Pemerintah menargetkan bisa membangun pembangkit listrik energi baru dan terbarukan (EBT) atau energi hijau sebanyak 587 gigawatt (GW) hingga 2060. Target itu ditetapkan untuk merealisasikan komitmen menghilangkan karbon atau net zero emission (NZE).
Menteri Energi dan Sumber Daya Mineral (ESDM) Arifin Tasrif mengungkapkan untuk mencapai pembangunan pembangkit EBT sebesar 587 GW itu dibutuhkan investasi sangat besar yakni US$ 1,177 triliun atau sebesar Rp 16.831,1 triliun (kurs Rp 14.300)
"Itu membutuhkan investasi yang sangat besar, jadi dengan asumsi sekitar US$ 2 juta per MW, perhitungan kami hingga 2060 butuh lebih dari US$ 1 triliun investasi," tuturnya dalam acara Mandiri Investment Forum, Rabu (9/2/2022).

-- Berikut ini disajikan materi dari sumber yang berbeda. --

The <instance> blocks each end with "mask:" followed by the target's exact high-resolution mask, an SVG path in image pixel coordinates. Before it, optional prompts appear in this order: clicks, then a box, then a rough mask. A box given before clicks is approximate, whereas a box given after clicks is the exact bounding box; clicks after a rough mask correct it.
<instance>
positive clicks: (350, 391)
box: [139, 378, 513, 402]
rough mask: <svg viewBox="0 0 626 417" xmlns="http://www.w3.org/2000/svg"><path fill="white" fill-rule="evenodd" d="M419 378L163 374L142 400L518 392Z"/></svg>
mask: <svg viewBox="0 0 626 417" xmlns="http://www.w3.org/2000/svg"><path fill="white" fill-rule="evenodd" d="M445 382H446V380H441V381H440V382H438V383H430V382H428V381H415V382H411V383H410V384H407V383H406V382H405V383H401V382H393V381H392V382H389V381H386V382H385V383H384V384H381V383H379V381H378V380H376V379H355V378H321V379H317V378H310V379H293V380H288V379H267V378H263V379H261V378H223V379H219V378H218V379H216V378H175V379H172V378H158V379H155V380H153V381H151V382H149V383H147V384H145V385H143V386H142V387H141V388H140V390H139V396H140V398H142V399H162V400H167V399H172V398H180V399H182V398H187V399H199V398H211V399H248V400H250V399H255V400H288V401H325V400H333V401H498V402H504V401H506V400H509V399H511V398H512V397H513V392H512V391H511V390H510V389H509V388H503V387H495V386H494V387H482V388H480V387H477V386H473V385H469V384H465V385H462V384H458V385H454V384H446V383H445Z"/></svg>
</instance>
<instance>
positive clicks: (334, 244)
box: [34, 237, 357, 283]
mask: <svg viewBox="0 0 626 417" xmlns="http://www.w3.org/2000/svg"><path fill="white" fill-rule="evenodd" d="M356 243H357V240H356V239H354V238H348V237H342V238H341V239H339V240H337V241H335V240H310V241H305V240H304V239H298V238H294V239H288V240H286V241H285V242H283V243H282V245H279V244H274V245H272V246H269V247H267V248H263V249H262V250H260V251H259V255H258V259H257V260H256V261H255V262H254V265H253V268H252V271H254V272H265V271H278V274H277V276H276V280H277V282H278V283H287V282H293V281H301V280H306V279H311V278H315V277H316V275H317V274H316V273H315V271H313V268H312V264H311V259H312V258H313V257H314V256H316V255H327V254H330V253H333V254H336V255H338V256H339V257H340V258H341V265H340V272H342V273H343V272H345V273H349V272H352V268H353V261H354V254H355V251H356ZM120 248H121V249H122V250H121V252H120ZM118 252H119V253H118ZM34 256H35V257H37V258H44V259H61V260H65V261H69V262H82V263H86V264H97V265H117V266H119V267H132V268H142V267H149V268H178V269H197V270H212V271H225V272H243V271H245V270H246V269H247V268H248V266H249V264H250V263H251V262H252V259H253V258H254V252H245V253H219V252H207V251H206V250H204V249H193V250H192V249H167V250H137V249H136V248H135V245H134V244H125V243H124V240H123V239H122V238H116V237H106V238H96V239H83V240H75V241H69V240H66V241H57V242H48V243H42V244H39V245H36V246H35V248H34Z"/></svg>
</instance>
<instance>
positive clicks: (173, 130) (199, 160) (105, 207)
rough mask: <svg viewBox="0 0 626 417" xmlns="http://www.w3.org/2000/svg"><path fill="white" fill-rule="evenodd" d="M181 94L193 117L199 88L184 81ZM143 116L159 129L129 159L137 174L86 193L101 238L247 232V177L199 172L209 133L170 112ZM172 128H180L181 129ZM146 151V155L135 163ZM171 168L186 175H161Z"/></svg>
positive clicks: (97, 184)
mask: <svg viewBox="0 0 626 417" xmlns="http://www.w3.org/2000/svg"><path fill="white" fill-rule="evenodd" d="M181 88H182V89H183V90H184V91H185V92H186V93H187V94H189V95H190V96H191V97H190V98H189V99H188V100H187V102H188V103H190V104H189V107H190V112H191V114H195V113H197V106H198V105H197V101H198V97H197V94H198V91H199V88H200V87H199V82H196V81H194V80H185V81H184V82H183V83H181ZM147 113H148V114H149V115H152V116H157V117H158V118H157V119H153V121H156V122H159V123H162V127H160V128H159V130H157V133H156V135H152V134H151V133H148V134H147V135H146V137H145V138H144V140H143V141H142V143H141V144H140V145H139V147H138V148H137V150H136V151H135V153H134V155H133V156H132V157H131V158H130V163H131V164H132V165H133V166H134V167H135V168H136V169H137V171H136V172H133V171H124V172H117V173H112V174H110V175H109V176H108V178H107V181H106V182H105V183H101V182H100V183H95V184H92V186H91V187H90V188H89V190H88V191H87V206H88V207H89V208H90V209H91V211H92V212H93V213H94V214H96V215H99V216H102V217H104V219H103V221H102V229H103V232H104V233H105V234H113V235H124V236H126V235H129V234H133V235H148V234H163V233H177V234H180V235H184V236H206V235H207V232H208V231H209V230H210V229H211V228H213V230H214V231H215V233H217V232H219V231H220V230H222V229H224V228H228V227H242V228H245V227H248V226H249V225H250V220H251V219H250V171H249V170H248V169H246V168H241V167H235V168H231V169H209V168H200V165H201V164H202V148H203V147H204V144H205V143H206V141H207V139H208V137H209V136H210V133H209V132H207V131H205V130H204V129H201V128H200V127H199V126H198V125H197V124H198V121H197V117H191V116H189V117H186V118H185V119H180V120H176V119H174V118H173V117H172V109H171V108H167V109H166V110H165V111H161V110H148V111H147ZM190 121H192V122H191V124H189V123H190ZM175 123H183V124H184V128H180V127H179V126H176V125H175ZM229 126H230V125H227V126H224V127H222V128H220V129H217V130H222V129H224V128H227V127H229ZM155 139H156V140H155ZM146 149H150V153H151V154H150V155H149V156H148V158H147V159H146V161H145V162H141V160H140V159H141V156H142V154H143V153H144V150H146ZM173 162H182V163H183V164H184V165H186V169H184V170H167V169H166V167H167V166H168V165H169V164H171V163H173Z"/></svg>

SCROLL TO CONTINUE WITH CONTENT
Jika dirinci kebutuhan investasi sebesar US$ 1,177 triliun itu setara dengan kebutuhan investasi US$ 29 miliar atau Rp 414 triliun per tahun.
Kebutuhan investasi tersebut juga terdiri dari investasi untuk pembangkit sebesar US$ 1,042 triliun dan kebutuhan pembangunan transmisi sebesar YS$ 135 miliar.
Jaringan listrik energi hijau tersebut akan digodok dalam program smart grid system atau smart grid technology. Program tersebut untuk membangun jaringan listrik hijau antar pulau.